“Men are rather reasoning than reasonable animals, for the most part governed by the impulse of passion.”–Alexander Hamilton
I happened upon the above quote while scrolling through my Facebook newsfeed. It was instantly relate-able not only to social media culture, but to our species in general. Our species is an odd one because, in part, we believe we’re special due to our minds and what we do with them. We’re not only capable of acting out of necessity, much of what we do is the result of premeditated passion.
When we think of the arts, athletics, civilization, or interpersonal interaction, we see the results of ongoing passion. Is there great music without passion? Sports are popular because of the excitement and passion fueled competition. Civilization and human interaction are the result of our social passions.
Passion goes by many names. Today, joie de vivre fits one definition of it. One might define joie de vivre as a comprehensive joy of anything we might do or imagine. This is not only an appreciation of life; it is a hearty embrace and love of being alive. To possess joie de vivre, is to be passionate about the enjoyment of living.
During introspective moments we might daydream about doing some great, heroic act, or creating some sort of artistic masterpiece like a great book, song, photograph, culinary delight, or similar great deed. Such grand accomplishments are rare because great passion about them is mostly absent within many people.
When we contemplate the lives of great architects, painters, sculptors, musical composers, philosophers, and so forth, we notice that their lives were directed and focused with an inbred or cultivated passion about their fields. It’s almost as if some sort of muse or spirit possessed their minds with an unquenchable desire to create and perform to their heart’s content. They did not merely follow the advice to follow their hearts, their hearts burst forth with geysers of passionate mental energy. Perhaps they believed they were “called upon” by some sort of divine entity to do what they love.
“There is no passion so contagious as that of fear.”–Renaissance philosopher, Michel de Montaigne
There is a dark side of passion that is easy to indulge. People can become caught up in fear and loathing. The tools of those who wish to use this dark passion include scapegoating and slander. There are few things as horrifying as a crowd that has been whipped into a frenzy by a demagogue. The charismatic leader has become skilled in the art of exploiting ignorance, prejudice, and fearful passions of the crowd. They continually practice techniques that shut down their followers’ reasoning abilities.

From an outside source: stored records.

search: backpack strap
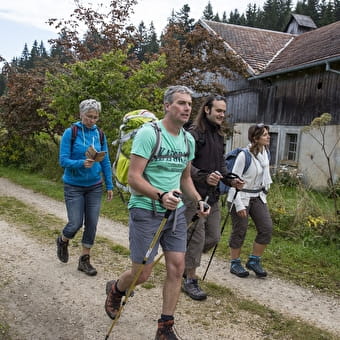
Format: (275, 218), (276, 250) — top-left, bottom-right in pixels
(149, 122), (162, 161)
(182, 128), (190, 157)
(70, 124), (104, 150)
(242, 148), (252, 175)
(71, 124), (78, 147)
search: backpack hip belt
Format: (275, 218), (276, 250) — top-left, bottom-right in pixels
(241, 187), (268, 194)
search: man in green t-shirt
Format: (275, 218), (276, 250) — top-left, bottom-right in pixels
(105, 85), (210, 339)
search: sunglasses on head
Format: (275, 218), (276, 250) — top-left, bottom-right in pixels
(213, 95), (226, 101)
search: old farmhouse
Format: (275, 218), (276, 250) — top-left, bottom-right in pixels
(199, 16), (340, 189)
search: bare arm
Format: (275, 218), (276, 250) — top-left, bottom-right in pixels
(127, 154), (180, 210)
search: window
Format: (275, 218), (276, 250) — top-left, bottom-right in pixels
(285, 133), (298, 161)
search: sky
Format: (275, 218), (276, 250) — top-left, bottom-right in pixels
(0, 0), (277, 62)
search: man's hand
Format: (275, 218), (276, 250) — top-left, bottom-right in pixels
(161, 190), (182, 210)
(206, 171), (223, 186)
(197, 199), (210, 217)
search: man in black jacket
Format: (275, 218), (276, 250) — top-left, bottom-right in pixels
(183, 95), (243, 300)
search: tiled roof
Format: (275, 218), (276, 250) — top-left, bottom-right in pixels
(265, 20), (340, 74)
(200, 20), (295, 75)
(200, 19), (340, 77)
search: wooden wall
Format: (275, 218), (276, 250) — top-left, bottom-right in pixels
(223, 63), (340, 126)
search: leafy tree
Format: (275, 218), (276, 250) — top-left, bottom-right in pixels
(160, 23), (247, 106)
(41, 50), (167, 143)
(47, 0), (138, 62)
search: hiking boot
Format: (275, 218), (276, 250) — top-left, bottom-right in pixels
(78, 254), (97, 276)
(105, 280), (123, 320)
(182, 278), (207, 301)
(56, 235), (69, 263)
(155, 319), (178, 340)
(246, 256), (267, 277)
(230, 258), (249, 278)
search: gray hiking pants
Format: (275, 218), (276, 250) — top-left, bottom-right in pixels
(184, 200), (221, 269)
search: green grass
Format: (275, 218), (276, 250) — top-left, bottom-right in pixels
(0, 165), (339, 297)
(0, 195), (337, 340)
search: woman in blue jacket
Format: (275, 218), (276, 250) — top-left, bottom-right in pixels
(57, 99), (113, 276)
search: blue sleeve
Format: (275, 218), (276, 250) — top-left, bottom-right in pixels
(99, 134), (114, 190)
(59, 128), (84, 169)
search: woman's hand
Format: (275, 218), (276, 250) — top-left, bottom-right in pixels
(237, 209), (247, 218)
(106, 190), (113, 201)
(84, 158), (94, 168)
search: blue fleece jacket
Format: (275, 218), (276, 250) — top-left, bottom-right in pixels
(59, 121), (113, 190)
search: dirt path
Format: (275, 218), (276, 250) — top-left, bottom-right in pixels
(0, 177), (339, 340)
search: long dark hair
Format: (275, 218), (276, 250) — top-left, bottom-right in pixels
(191, 95), (227, 136)
(248, 123), (270, 156)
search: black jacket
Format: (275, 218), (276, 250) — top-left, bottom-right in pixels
(189, 119), (231, 205)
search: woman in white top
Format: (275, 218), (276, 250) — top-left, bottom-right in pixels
(227, 124), (273, 278)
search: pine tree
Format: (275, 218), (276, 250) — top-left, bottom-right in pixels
(319, 0), (335, 25)
(203, 1), (214, 20)
(19, 44), (30, 69)
(245, 4), (260, 27)
(29, 40), (39, 68)
(38, 41), (48, 58)
(334, 0), (340, 20)
(228, 9), (247, 25)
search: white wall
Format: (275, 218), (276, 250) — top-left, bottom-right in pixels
(227, 123), (340, 189)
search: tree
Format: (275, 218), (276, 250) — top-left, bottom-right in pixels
(228, 9), (247, 25)
(47, 0), (138, 62)
(132, 21), (159, 61)
(203, 1), (215, 20)
(302, 113), (340, 217)
(41, 50), (167, 143)
(319, 0), (335, 26)
(38, 41), (48, 58)
(334, 0), (340, 20)
(160, 23), (248, 104)
(19, 44), (30, 69)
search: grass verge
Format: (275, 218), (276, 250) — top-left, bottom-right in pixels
(0, 196), (337, 339)
(0, 166), (339, 297)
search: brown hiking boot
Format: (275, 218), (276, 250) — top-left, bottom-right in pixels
(155, 319), (178, 340)
(56, 235), (69, 263)
(105, 280), (123, 320)
(78, 254), (97, 276)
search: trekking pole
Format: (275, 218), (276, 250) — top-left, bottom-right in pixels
(104, 192), (181, 340)
(151, 196), (210, 268)
(202, 173), (242, 281)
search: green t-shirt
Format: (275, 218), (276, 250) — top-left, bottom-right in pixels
(128, 121), (195, 212)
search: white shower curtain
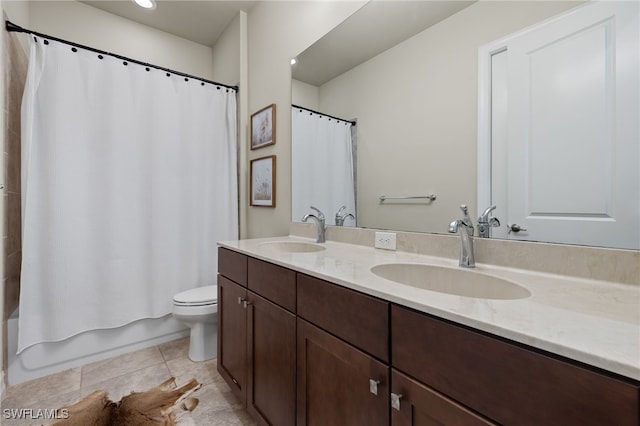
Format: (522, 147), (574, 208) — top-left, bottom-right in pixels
(18, 38), (238, 353)
(291, 107), (355, 226)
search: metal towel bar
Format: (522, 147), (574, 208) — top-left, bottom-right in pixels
(379, 194), (437, 202)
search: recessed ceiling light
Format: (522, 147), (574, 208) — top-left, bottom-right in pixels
(291, 58), (297, 66)
(132, 0), (156, 10)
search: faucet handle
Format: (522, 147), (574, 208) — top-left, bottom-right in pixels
(460, 204), (473, 220)
(459, 204), (473, 225)
(479, 205), (497, 222)
(309, 206), (325, 220)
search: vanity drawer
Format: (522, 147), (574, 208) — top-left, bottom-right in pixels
(218, 247), (247, 286)
(391, 304), (640, 426)
(297, 273), (389, 362)
(391, 368), (495, 426)
(248, 258), (296, 312)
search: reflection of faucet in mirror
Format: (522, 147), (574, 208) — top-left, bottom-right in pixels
(288, 1), (638, 249)
(302, 206), (326, 243)
(477, 205), (500, 238)
(291, 106), (357, 230)
(335, 205), (355, 226)
(448, 205), (475, 268)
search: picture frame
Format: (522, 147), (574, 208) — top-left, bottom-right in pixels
(250, 155), (276, 207)
(250, 104), (276, 150)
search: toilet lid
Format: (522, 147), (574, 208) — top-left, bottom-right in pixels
(173, 285), (217, 305)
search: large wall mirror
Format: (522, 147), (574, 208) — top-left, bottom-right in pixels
(291, 0), (639, 250)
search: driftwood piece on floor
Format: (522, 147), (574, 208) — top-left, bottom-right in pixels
(49, 377), (201, 426)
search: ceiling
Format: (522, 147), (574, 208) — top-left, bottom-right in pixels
(80, 0), (475, 85)
(79, 0), (257, 46)
(292, 1), (474, 86)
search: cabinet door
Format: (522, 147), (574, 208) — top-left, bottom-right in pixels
(247, 291), (296, 426)
(217, 275), (247, 405)
(392, 305), (640, 425)
(297, 319), (389, 426)
(391, 369), (494, 426)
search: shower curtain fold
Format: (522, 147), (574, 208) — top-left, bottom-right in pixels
(18, 37), (238, 353)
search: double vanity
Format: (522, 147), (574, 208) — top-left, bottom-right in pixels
(216, 228), (639, 425)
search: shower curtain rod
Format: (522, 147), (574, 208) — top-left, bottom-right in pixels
(5, 20), (239, 92)
(292, 104), (356, 126)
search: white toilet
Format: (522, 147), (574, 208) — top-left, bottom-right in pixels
(172, 285), (218, 362)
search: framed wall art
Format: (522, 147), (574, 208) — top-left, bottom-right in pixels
(250, 104), (276, 149)
(250, 155), (276, 207)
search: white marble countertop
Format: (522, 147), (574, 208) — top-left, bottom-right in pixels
(219, 236), (640, 381)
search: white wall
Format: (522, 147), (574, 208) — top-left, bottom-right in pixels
(211, 11), (248, 239)
(292, 79), (319, 110)
(246, 1), (366, 238)
(212, 12), (241, 86)
(3, 0), (30, 53)
(316, 1), (580, 233)
(28, 1), (215, 80)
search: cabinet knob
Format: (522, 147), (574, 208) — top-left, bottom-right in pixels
(369, 379), (381, 395)
(391, 393), (403, 411)
(237, 297), (252, 308)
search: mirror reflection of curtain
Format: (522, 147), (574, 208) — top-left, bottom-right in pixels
(291, 107), (355, 226)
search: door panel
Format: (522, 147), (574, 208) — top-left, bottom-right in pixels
(217, 276), (247, 404)
(492, 1), (639, 248)
(247, 291), (296, 426)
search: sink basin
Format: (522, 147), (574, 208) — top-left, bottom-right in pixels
(258, 241), (326, 253)
(370, 263), (530, 300)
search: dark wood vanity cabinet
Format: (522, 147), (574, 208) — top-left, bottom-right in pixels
(217, 249), (297, 426)
(217, 276), (247, 402)
(297, 319), (389, 426)
(297, 274), (390, 425)
(297, 273), (389, 363)
(391, 369), (495, 426)
(247, 290), (296, 426)
(218, 247), (248, 287)
(219, 249), (640, 426)
(217, 248), (248, 404)
(391, 304), (640, 426)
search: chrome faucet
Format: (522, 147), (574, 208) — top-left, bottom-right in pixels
(477, 205), (501, 238)
(302, 206), (326, 243)
(334, 205), (355, 226)
(448, 204), (475, 268)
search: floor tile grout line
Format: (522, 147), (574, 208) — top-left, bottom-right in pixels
(79, 359), (170, 395)
(79, 363), (85, 392)
(158, 342), (171, 364)
(2, 339), (197, 408)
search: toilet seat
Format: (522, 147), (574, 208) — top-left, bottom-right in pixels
(173, 285), (217, 307)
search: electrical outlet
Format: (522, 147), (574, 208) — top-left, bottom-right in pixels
(374, 232), (397, 250)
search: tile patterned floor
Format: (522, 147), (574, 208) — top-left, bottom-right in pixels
(1, 337), (255, 425)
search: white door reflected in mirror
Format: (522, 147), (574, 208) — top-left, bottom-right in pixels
(480, 1), (639, 249)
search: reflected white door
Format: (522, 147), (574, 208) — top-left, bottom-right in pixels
(491, 1), (639, 249)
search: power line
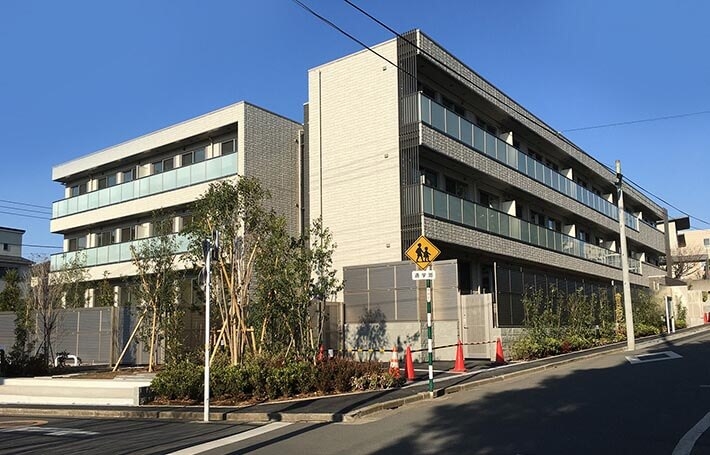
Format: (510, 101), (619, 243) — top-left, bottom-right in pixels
(562, 110), (710, 133)
(623, 177), (710, 227)
(0, 241), (62, 249)
(337, 0), (710, 230)
(0, 205), (51, 215)
(0, 198), (51, 210)
(0, 210), (51, 221)
(339, 0), (588, 156)
(290, 0), (416, 81)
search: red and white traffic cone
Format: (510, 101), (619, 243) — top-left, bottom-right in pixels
(389, 345), (400, 378)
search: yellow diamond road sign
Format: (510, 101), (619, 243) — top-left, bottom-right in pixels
(405, 235), (441, 270)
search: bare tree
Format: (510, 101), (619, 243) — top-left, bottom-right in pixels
(672, 245), (706, 280)
(28, 256), (88, 366)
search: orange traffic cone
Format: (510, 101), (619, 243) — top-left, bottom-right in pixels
(495, 338), (506, 364)
(405, 345), (415, 381)
(389, 345), (401, 378)
(451, 339), (467, 373)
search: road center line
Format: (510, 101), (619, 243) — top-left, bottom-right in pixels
(672, 411), (710, 455)
(167, 422), (292, 455)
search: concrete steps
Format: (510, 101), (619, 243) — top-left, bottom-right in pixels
(0, 376), (153, 406)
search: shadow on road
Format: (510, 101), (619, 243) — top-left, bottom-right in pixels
(372, 335), (710, 455)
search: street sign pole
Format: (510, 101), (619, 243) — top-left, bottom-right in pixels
(405, 235), (441, 398)
(426, 269), (434, 397)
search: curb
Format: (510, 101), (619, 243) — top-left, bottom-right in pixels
(2, 325), (709, 423)
(346, 324), (710, 421)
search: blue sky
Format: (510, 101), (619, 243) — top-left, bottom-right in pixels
(1, 0), (708, 259)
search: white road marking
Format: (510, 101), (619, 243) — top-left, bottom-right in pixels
(672, 411), (710, 455)
(0, 426), (98, 437)
(625, 350), (682, 364)
(167, 422), (292, 455)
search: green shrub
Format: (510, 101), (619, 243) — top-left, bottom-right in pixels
(151, 355), (402, 402)
(151, 360), (203, 400)
(635, 323), (661, 337)
(675, 303), (688, 329)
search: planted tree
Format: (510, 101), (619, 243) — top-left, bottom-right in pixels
(93, 271), (115, 307)
(253, 216), (343, 360)
(127, 218), (182, 371)
(185, 178), (275, 365)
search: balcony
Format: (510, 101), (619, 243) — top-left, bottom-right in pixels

The demagogue knows that fearful passion is one of humanity’s greatest, albeit evil, mental tools. In a manner of thinking, the tyrants sell themselves and their fanatical followers to the “Devil”. This powerful, negative, manipulative approach appeals to our worst nature. crowds who fall into the trap set by demagogues enable the downfall of civilization.
As we think about how passion can fuel our most positive, beautiful desires to create beauty in the world or can fire utter destruction, we realize how careful we must be with our passions. What will be our legacy? Will we be known for our uplifting contributions or for the temptation to tear apart and harm the world? We ask this as individuals and society as a whole.
“On life’s vast ocean diversely we sail.
Reasons the card, but passion the gale.”